Definition of Turing Machine
Miscellanea / / July 04, 2021
By Guillem Alsina González, in Nov. 2018
When the world was heading for a new global conflagration, in the 1930s, the science of computing It was also advancing, guided in many cases by the preparation for the war effort that some already anticipated would arrive.
It is in this context that the British mathematician Alan Turing (a posteriori considered one of the fathers of the computing modern) develops his work and, in 1936, postulates what will be the foundations of the computer modern.
The call Turing machine It is a theoretical device capable of processing data according to given rules.
Both the rules and the data are separate; in fact, Turing imagined that the rules would be stored on some kind of fixed medium, whereas the data would be stored on tapes that the same machine could modify according to the table of rules.

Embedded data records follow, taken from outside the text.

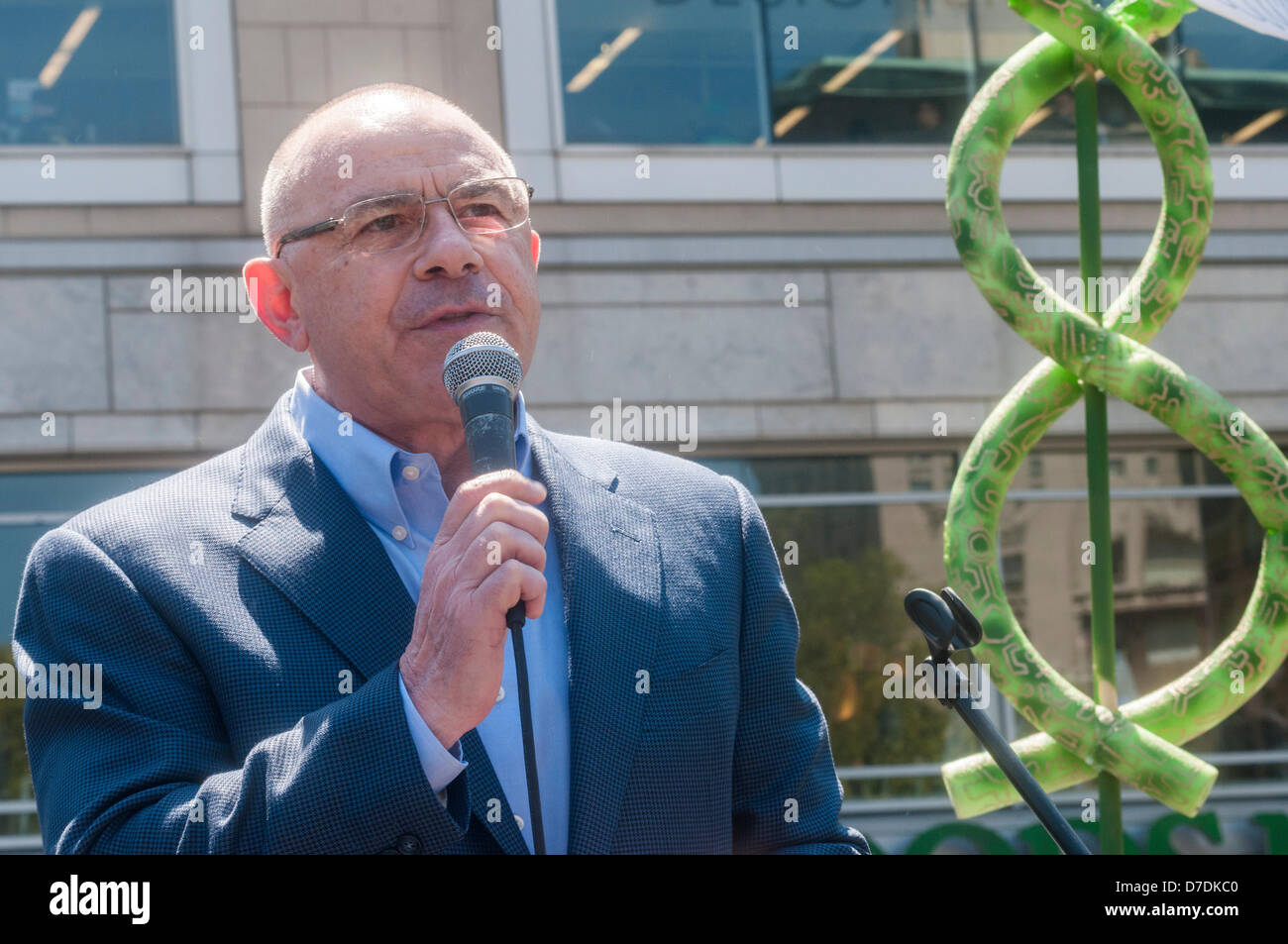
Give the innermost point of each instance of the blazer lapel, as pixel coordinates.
(312, 544)
(610, 567)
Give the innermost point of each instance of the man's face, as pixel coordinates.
(364, 318)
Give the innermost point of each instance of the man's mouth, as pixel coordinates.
(455, 321)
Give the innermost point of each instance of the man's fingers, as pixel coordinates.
(496, 507)
(514, 581)
(497, 543)
(507, 481)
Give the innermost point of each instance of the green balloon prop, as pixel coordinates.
(1140, 742)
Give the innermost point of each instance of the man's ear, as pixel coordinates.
(269, 290)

We clearly see in this conceptual model an advance of what modern computers will be: even if one has a level of Username simple, you can easily see the distinction between the
app "Immutable" (with nuances, but in this case let's take it that way) and the data, which can be altered following the rules, which would be the programming.Although the theoretical Turing machine is terribly simple, performing only very basic operations such as the change of state, the reading and writing, it is capable of carrying out all the mathematical calculations that a mechanical computer can perform using a algorithm.
In other words, if a problem could be expressed through a algorithm In writing, it could be processed - at least on a theoretical level - by a Turing machine.

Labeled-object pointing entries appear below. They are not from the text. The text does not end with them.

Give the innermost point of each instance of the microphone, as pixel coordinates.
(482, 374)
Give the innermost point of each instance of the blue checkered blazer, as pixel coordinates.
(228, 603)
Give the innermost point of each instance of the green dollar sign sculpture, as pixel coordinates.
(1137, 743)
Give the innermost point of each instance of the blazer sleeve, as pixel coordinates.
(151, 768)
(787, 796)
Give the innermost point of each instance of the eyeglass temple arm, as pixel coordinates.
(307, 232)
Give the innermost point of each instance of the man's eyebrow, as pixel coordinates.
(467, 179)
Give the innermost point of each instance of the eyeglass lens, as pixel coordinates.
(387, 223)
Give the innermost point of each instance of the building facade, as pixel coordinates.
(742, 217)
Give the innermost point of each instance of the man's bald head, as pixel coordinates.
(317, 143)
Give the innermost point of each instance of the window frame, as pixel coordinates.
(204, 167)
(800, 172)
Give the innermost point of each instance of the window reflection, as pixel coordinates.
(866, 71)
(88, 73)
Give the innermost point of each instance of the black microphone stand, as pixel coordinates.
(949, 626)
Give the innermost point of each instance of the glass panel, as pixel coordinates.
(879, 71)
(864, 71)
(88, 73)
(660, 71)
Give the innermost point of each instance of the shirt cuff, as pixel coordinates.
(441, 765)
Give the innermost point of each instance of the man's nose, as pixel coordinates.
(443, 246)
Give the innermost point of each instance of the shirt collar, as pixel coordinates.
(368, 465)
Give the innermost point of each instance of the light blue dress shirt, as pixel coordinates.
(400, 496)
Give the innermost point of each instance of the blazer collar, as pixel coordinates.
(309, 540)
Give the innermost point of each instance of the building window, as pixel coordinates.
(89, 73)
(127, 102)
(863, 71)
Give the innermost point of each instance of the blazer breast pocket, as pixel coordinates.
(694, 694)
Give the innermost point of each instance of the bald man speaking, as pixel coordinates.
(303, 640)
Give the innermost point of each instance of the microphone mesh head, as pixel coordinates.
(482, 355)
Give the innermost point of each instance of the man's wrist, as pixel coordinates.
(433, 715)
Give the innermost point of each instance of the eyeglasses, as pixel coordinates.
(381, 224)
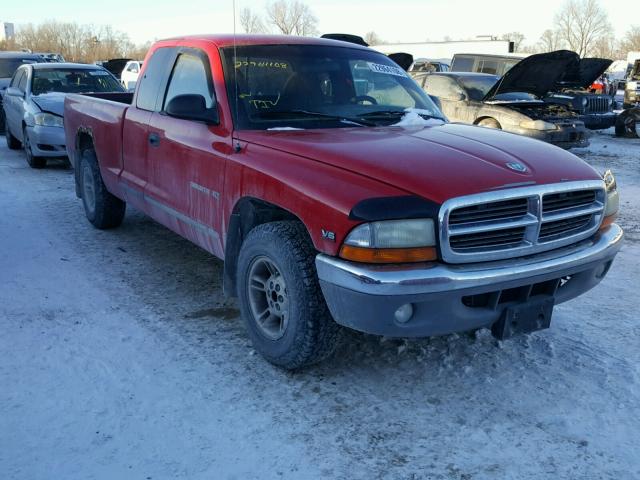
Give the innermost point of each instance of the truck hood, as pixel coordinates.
(436, 163)
(537, 74)
(50, 102)
(584, 73)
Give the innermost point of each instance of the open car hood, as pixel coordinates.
(404, 60)
(537, 74)
(584, 73)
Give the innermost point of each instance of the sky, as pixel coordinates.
(392, 20)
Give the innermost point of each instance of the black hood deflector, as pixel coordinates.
(537, 74)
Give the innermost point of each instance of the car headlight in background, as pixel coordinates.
(537, 125)
(43, 119)
(391, 241)
(612, 201)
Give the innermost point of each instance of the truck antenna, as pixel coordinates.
(237, 147)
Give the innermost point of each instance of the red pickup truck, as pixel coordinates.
(338, 194)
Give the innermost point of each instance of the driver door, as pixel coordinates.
(186, 170)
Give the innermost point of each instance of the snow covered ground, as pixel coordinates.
(120, 359)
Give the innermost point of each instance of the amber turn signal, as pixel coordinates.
(608, 221)
(388, 255)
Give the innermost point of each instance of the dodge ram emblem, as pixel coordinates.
(518, 167)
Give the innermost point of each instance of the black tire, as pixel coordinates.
(490, 123)
(103, 209)
(33, 161)
(12, 142)
(310, 335)
(627, 124)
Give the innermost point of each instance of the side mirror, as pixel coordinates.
(192, 107)
(14, 92)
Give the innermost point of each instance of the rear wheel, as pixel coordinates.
(12, 142)
(103, 209)
(490, 123)
(280, 297)
(33, 161)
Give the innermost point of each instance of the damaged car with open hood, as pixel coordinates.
(513, 102)
(573, 91)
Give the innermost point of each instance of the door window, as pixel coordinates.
(16, 78)
(190, 77)
(22, 83)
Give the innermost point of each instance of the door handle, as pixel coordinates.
(154, 139)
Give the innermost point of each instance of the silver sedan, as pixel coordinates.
(34, 105)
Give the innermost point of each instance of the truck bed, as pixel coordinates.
(97, 112)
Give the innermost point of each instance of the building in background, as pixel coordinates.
(448, 49)
(7, 31)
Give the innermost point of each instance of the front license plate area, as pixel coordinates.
(525, 318)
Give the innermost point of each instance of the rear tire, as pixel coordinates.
(12, 142)
(34, 162)
(277, 277)
(103, 209)
(490, 123)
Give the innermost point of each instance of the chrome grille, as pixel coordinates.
(597, 104)
(519, 221)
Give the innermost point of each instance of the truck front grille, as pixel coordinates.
(597, 104)
(519, 221)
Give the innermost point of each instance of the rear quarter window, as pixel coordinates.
(154, 79)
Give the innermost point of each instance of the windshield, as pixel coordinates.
(478, 86)
(8, 66)
(283, 86)
(73, 80)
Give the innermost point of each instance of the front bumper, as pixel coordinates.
(455, 298)
(47, 141)
(566, 135)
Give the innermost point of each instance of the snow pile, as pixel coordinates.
(413, 118)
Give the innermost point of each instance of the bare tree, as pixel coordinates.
(251, 22)
(292, 17)
(516, 37)
(550, 41)
(77, 43)
(631, 41)
(372, 38)
(581, 24)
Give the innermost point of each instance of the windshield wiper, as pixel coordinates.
(397, 113)
(307, 113)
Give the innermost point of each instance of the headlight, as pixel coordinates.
(537, 125)
(612, 201)
(391, 241)
(47, 120)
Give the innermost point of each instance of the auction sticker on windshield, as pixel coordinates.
(389, 70)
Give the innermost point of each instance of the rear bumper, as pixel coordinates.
(47, 141)
(454, 298)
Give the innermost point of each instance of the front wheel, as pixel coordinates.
(280, 297)
(103, 209)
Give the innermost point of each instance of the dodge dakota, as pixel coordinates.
(338, 195)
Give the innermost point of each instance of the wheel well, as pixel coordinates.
(84, 141)
(247, 214)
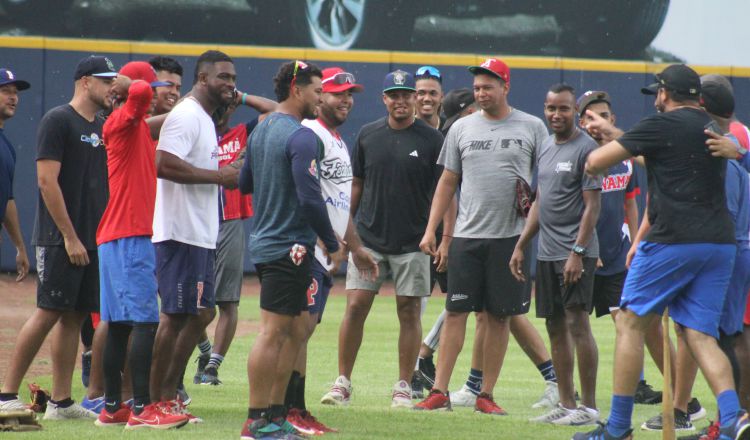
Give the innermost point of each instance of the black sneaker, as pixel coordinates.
(645, 395)
(681, 422)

Alan Turing conceived it as an exercise to show that there were mathematical problems that computers could not solve.
The data tape, which Turing conceived as infinite, can be moved by the machine from right to left and from left to right, like an old cassette or film tape that can be rewound or advanced to discretion.
The set of rules can also be understood as a programming language, since it must have a syntax logic and consistent.
In hindsight, other mathematicians have made more sophisticated versions of the Turing Machine.
Thus, there are machines with two bands, determinists, or even a quantum Turing machine that can help, as did his illustrious ancestor, to lay the foundations of the long-awaited computation quantum.